Erin mengungkapkan hal itu ketika bersama rekan-rekannya dan beberapa pendamping mendatangi Kantor Jaringan Indonesia Perempuan Timur (Jepit) Kupang, Rabu (12/3/2014) kemarin.
Erin bekerja di Medan sebagai pemburu sarang burung walet. Ia mengaku terus dipukuli saat salah menjalankan sesuatu yang diinginkan majikan.
"Saya harus lari dari semua ini. Sebelum saya jadi mayat seperti teman yang lain, saya diancam ketika bersuara. Kami hanya berada di tempat tersebut karena tidak diperbolekan untuk keluar," ujar Erin.
Ia mengaku sudah tidak kuat dan tahan lagi dengan perlakuan majikannya. Ia pun melompat dari gedung tempat ia bekerja dan berhasil melarikan diri. Dia tiba di Kupang dengan modal uang Rp 50 ribu.

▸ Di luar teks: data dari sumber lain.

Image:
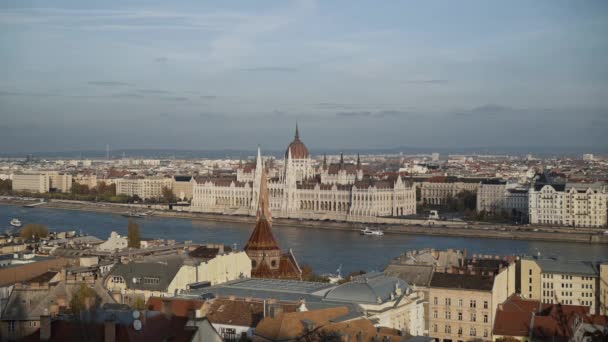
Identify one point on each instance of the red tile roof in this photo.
(513, 318)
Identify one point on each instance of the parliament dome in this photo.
(297, 147)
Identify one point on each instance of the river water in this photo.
(322, 249)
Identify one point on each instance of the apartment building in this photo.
(437, 190)
(90, 180)
(143, 187)
(462, 306)
(603, 289)
(182, 187)
(31, 182)
(555, 281)
(170, 275)
(61, 182)
(491, 195)
(570, 204)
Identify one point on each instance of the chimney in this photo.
(45, 326)
(276, 311)
(166, 307)
(109, 330)
(191, 314)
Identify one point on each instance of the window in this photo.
(228, 334)
(151, 280)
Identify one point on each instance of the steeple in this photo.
(262, 237)
(263, 205)
(297, 137)
(258, 161)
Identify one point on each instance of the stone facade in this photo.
(437, 190)
(491, 195)
(337, 192)
(143, 187)
(462, 306)
(571, 204)
(555, 281)
(36, 182)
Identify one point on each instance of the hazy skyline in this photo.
(214, 75)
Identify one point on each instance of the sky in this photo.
(77, 75)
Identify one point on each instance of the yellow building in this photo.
(603, 289)
(169, 276)
(462, 306)
(558, 281)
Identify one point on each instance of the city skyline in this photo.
(231, 76)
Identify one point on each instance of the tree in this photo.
(133, 234)
(34, 230)
(80, 189)
(83, 299)
(309, 275)
(168, 196)
(138, 304)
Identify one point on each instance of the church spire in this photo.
(263, 205)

"Tolong selamatkan mereka yang lain. Masih ada 16 TKI yang diperlakukan seperti saya. Kalau tidak cepat mereka akan susah," ujar Erin.
Paul Sinlaloe dari PIAR NTT, berharap, semua hak para pekerja ini diperjuangkan bersama. "Jangan abaikan hak-hak hukum dari korban. Mereka itu manusia bukan binatang dan semua warga negara Indonesia mempunyai hak yang sama di muka hukum tanpa perbedaan atas status apapun," kata Paul.
Paul menjelaskan, kedatangan Aliansi Melawan Perdagangan Orang, beserta keluarga korban ke Jepit tersebut dengan tujuan ingin menanyakan informasi tentang keberadaan para buruh yang dipekerjakan di Medan.
"Setidaknya melalui pertemuan ini kita dapat berkoordinasi bersama melakukan penanganan karena faktanya selama ini pemerintah dinilai tidakserius. Seperti tidak mampu menyelesaikan permasalahan yang sedang menimpa saudara kita di Medan ini," ujar Paul lagi.
Menurutnya, perlindungan terhadap buruh di tempat kerja itu harus dilakukan meskipun ia bukan warga asli tempat tersebut. Sebagai pekerja, kata Paul, mereka seharusnya dilindungi dalam permasalahan apapun tanpa kecuali.
Ia menambahkan, orangtua dari 16 korban penyekapan dan penganiyayaan buruh di Medan yang berasal dari Malaka, Kabupaten Kupang dan TTS dan TTU sudah tiba di Kupang sejak tanggal 3 Maret 2014.